Spice Extract Shows Excellent Anti-Cancer Effects

Spice Extract Shows Excellent Anti-Cancer Effects

Michelle Schoffro Cook   February 7, 2014

Exciting research published in the journal Nutrition and Cancer found that a whole food extract of ginger containing a group of phytonutrients known as gingerols slowed cancer tumor growth and increased the rate at which the body destroyed cancer cells in prostate cancer.  The scientists conducted both laboratory testing and tests on humans to determine the effects of a ginger extract on prostate cancer and the results were promising.  They compared the results to a combination of only the known effective ingredients found in ginger, but the whole ginger extract fared much better against the cancer.

Additional research published in the journal Carcinogenesis confirmed these results and found that the whole food extract of ginger containing the phytonutrients known as gingerols was 240% more effective than a mixture of the active ingredients alone against prostate cancer in human trials.  This shows the effectiveness of the various phytonutrients in ginger when found in combination as they are in nature, as opposed to a select group of nutrients extracted in isolation from the whole gingerroot.

Earlier research in the British Journal of Nutrition found that ginger was effective against prostate cancer.  The researchers found that it exerted cancer-prevention, anti-inflammatory (previous research has linked cancer to inflammation), and antioxidant effects.  Antioxidants destroy harmful free radicals which can damage cells.



In earlier blogs I discussed how ginger was also as effective as drugs against pain, in which I cited a study published in the journal Arthritis.
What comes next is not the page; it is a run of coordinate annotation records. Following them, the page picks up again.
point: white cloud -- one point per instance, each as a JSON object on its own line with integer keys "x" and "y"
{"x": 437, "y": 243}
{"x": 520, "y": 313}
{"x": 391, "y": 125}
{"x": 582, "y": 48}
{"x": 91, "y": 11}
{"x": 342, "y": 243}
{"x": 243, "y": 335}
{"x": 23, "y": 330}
This study compared ginger extract to the drugs betamethasone (cortisone) and ibuprofen for the treatment of osteoarthritis and rheumatoid arthritis.  The ginger extract was as effective an anti-inflammatory agent as betamethasone; however, it was superior to the cortisone and non-steroidal anti-inflammatory drugs (NSAIDs) which only block the formation of inflammatory compounds while ginger was both anti-inflammatory and also had the effect of breaking down existing inflammation in joints.  For more information on ginger’s effects on arthritis, consult my book consult Healing Injuries the Natural Way.

These newer studies on the effects of ginger on prostate cancer show tremendous promise for the disease; however when only individual nutrients were extracted from the ginger, the results were less than stellar.  This research points to the use of whole ginger as having potential in the treatment of prostate cancer.  Future research will help to determine exact dosage amounts and effectiveness of ginger on other forms of cancer.

In the meantime, it is easy to obtain more ginger in your diet.  Add grated or finely chopped ginger to soups, stews, and curries.  It can be boiled for a delicious, warming tea.  Add it to fresh juices like carrot-apple-ginger.